The statement from the Organization of Islamic Cooperation marked the first official public criticism coming out of Saudi Arabia. On Sunday, Trump called Saudi King Salman and invited him to visit Washington amid widespread protests in the U.S. over the order.

The 90-day ban, imposed on Friday, affects travel to the United States by citizens of Iraq, Syria, Iran, Sudan, Libya, Somalia and Yemen. All are OIC members.

The order also suspends refugee admissions for 120 days and indefinitely bars the processing of refugees from Syria. The OIC warned in the statement that "many of those fleeing war and persecution have been adversely and unjustly affected" by the order.

"Such selective and discriminatory acts will only serve to embolden the radical narratives of extremists and will provide further fuel to the advocates of violence and terrorism at a critical time," it said. "The OIC calls upon the United States government to reconsider this blanket decision and maintain its moral obligation to provide leadership and hope at a time of great uncertainty and unrest in the world."

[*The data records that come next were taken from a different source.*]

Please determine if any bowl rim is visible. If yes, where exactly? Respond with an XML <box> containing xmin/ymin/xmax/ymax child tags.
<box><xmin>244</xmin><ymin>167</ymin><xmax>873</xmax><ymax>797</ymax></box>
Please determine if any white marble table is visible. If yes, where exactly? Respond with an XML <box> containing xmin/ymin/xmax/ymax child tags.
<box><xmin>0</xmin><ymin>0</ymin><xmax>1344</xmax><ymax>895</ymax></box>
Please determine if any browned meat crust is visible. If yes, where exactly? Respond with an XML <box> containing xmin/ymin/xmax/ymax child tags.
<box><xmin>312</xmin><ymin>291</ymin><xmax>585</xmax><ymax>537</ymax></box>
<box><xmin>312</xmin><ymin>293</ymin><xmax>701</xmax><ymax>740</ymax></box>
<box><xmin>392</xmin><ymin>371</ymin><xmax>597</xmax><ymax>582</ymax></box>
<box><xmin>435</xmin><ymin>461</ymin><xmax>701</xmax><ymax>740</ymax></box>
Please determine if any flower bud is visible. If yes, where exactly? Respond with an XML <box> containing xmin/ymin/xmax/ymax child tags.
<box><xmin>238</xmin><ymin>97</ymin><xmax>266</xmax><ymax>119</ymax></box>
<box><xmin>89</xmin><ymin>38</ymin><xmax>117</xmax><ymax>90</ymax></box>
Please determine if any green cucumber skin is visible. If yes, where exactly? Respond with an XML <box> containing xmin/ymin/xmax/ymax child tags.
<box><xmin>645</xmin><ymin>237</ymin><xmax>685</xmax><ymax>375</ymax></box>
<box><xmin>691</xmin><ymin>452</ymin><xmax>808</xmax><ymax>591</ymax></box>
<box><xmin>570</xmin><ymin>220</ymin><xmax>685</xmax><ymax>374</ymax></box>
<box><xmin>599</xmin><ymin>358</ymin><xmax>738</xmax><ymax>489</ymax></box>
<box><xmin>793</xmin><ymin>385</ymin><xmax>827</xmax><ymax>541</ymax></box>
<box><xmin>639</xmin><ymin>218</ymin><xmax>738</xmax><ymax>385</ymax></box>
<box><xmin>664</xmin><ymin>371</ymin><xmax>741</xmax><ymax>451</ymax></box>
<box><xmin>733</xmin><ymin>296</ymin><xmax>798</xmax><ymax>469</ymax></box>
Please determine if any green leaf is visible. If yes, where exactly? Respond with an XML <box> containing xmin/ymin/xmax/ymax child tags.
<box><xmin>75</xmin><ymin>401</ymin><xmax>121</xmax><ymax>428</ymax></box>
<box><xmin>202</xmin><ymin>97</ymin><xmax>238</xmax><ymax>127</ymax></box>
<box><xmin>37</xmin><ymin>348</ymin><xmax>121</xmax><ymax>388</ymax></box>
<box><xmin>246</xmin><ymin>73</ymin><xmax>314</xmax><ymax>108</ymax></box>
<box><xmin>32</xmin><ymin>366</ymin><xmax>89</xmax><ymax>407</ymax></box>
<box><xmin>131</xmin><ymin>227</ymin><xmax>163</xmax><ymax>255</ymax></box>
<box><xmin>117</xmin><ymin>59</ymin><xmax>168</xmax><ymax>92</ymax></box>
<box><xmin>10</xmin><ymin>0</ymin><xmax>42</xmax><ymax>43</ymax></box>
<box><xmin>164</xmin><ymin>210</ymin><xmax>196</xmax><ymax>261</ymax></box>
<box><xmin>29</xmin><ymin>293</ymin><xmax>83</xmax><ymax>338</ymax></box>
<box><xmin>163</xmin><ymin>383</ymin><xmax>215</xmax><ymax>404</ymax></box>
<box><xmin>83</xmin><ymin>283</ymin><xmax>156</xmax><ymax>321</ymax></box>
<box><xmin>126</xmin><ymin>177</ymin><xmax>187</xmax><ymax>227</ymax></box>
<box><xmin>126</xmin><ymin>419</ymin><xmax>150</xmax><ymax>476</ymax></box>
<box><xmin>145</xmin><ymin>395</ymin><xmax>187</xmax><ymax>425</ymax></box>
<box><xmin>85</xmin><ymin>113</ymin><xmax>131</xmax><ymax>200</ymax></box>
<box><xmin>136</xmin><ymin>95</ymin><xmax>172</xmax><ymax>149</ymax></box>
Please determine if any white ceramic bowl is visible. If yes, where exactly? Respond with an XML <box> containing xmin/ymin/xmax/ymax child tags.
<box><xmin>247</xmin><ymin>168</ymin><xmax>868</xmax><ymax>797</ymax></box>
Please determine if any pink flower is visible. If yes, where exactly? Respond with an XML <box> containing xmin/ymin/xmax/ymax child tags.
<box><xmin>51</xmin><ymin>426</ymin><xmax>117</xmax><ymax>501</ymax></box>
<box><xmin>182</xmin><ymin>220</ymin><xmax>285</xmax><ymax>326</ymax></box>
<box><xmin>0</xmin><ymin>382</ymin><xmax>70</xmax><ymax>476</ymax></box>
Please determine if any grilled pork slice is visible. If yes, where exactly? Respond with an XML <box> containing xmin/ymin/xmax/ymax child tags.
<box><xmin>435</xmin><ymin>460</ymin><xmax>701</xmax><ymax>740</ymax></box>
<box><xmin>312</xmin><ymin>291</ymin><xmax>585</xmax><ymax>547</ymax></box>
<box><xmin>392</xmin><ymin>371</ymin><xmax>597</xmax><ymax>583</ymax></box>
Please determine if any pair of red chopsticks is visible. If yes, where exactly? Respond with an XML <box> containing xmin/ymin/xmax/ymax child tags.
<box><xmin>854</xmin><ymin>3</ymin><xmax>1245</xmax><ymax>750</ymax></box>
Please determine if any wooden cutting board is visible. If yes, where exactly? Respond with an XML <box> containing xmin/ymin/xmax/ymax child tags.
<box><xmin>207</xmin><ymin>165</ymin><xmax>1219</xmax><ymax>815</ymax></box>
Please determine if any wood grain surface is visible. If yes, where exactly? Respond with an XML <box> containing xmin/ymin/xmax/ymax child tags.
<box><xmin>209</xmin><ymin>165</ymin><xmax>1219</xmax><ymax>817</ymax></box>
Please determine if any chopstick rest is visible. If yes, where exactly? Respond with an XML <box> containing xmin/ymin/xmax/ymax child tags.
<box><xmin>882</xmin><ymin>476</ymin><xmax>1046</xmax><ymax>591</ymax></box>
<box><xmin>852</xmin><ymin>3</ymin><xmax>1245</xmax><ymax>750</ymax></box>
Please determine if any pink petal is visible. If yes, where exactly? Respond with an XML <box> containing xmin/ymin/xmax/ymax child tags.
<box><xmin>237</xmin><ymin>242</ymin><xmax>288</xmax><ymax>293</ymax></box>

Trump has vigorously defended the order, saying it "is about terror and keeping our country safe" and not "a Muslim ban."

The Jiddah-based OIC, while being a separate entity from the kingdom's government, often sides with its official policy. That makes the timing of its statement far more important as Saudi officials have yet to comment publicly on the ban.

OIC members also include Indonesia, Malaysia and African nations.